Роман сидел передо мною, наклонясь к столику с листиками. Молча, потрясенно уставившись в три одинаковых экземпляра своего бесчестья, своей гибели. К которой он лично - отношения не имеет.
Его крах - не его вина. Но здесь, в "Святой Руси" судьба ребёнка - продолжение судьбы его родителей. Шлюхи-портомойни и блудовитого приказчика. Ты не виноват. Но тебя те люди зачали-выродили. И место твоё - среди таких же. Это ж так исконно-посконно, с отцов-прадедов, "от осины не родятся апельсины".
- Нен-навиж-жу...
- Кого? Меня? Отчима? Мачеху? Кровных родителей? Русь Святую? Веру христианскую? С пророками, проклинающих детей блудодеев?

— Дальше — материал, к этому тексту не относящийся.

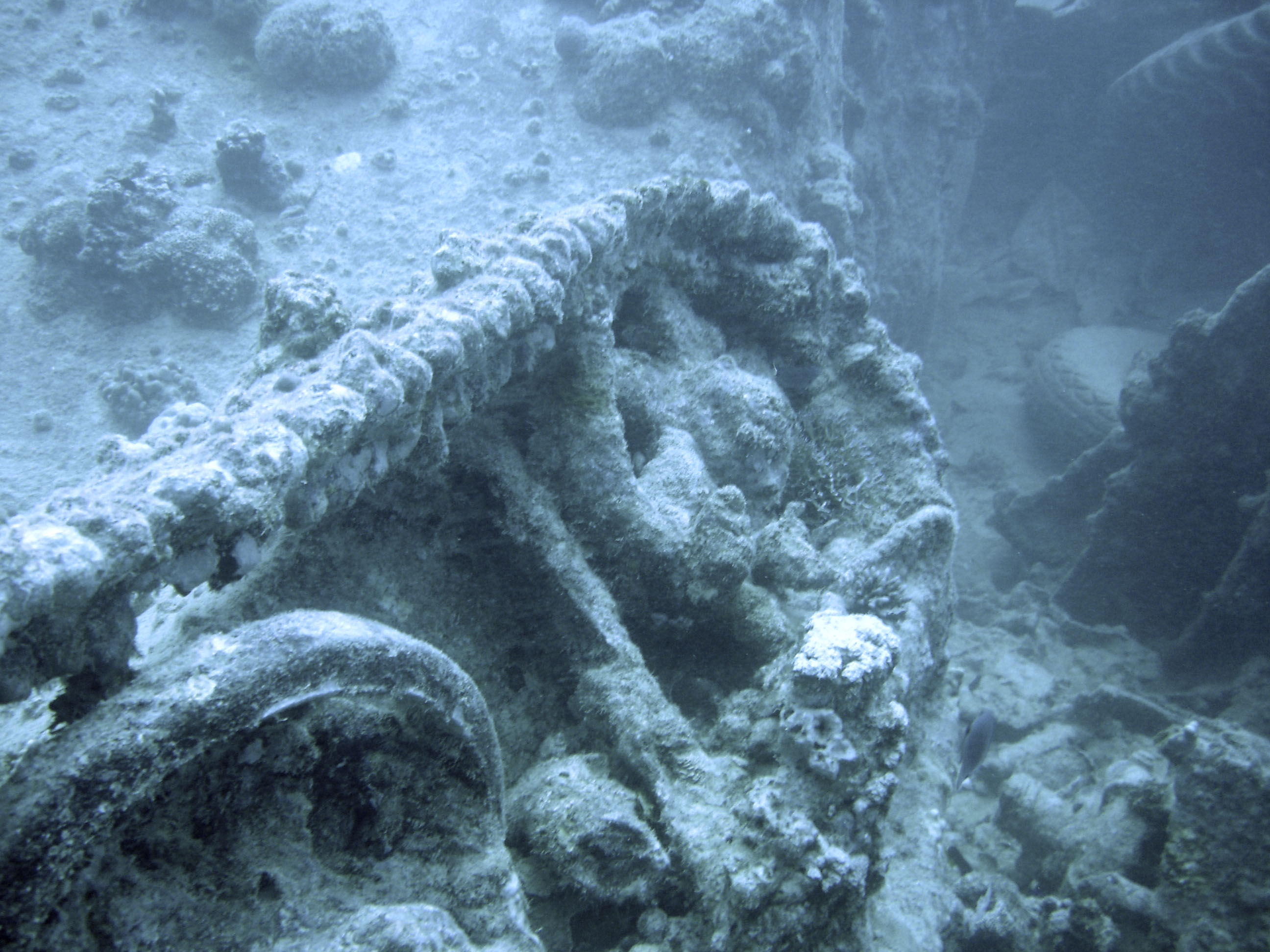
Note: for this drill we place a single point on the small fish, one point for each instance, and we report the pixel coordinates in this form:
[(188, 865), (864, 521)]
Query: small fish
[(978, 738)]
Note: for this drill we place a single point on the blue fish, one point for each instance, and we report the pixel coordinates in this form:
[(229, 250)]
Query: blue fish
[(975, 747)]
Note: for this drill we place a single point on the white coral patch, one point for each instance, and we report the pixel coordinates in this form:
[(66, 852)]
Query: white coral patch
[(846, 648)]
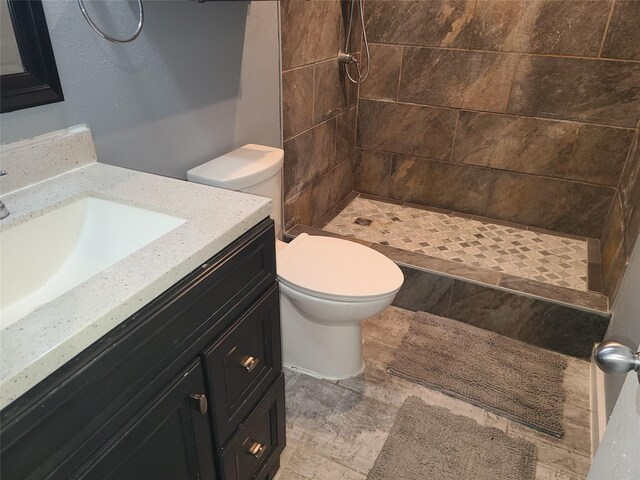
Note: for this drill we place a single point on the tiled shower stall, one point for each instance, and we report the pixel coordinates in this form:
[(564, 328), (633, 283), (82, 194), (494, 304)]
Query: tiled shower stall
[(517, 118)]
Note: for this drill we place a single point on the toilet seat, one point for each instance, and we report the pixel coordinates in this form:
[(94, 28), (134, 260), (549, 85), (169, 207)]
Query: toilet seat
[(336, 269)]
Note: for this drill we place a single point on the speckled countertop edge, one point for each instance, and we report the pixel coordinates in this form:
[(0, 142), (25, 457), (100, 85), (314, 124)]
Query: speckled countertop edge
[(38, 344)]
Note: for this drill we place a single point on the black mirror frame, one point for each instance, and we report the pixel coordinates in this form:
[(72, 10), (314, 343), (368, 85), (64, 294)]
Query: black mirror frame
[(39, 84)]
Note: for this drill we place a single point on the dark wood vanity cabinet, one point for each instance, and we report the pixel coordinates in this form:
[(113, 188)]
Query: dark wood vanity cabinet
[(189, 387)]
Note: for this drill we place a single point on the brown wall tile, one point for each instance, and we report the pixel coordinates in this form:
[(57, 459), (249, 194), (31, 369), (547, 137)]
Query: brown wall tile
[(372, 172), (623, 36), (598, 91), (612, 234), (612, 273), (308, 156), (568, 27), (599, 155), (519, 144), (332, 92), (585, 208), (548, 203), (456, 78), (630, 195), (346, 131), (310, 31), (297, 101), (461, 188), (298, 209), (432, 23), (410, 129), (329, 189), (527, 199), (384, 76)]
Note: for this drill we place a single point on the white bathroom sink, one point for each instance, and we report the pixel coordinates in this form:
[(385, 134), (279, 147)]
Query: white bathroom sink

Роман молчал. Не поднимая глаз от листиков бумаги, он пытался как-то... пере... пережить обрушившееся на него.
- Что дальше, Роман? Вон Волга. Вышел и утопился. Булыжник на шею найдётся. Вон сосна с подходящим суком. Могу дать вожжу, чтоб повесился.
- Не верю! Лжа!
- Ну-ну, не скачи. Что мне лжа заборонена - все знают. Но я не об этом. Две тьмы, двадцать тысяч листиков. Вот таких. Один в один. Как эти, перед тобой. Нынче же мои люди понесут их по Руси. Даже если меня нет, если я тут вдруг... Слово сказано и, коли иного моего слова не будет, понесут. В каждую церковь - на ворота. В каждой усадьбе боярской, в каждой крепости во всех башнях, на каждом торгу... Стоят люди, слушают, как грамотей местный читает. Вот это: "... и устрашась гнева мужа и свёкра послала я верную служанку в посад, где и купила она у гулящей бабёнки-прачки, нищей, бездельной, дитя новорожденное мужеска пола...".
- Довольно!
- "... а дала рабыня моя той безчестной бабе за дитя позорное прошенную цену в две ногаты...".
- Хватит!
Почему хватит? Цена не нравится? Меня, уже в куда более взрослом возрасте, за те же две ногаты продали. У тебя, Роман, большая наценка была. За секретность.
- "Хватит", говоришь? Только кто это "хватит" будет кричать по всей Руси? На каждом торгу, в каждом городке, на папертях, в усадьбах боярских да купеческих? Ты? - Русь велика, заорёшься.
Роман вскинул лицо, ненавидяще оглядел меня.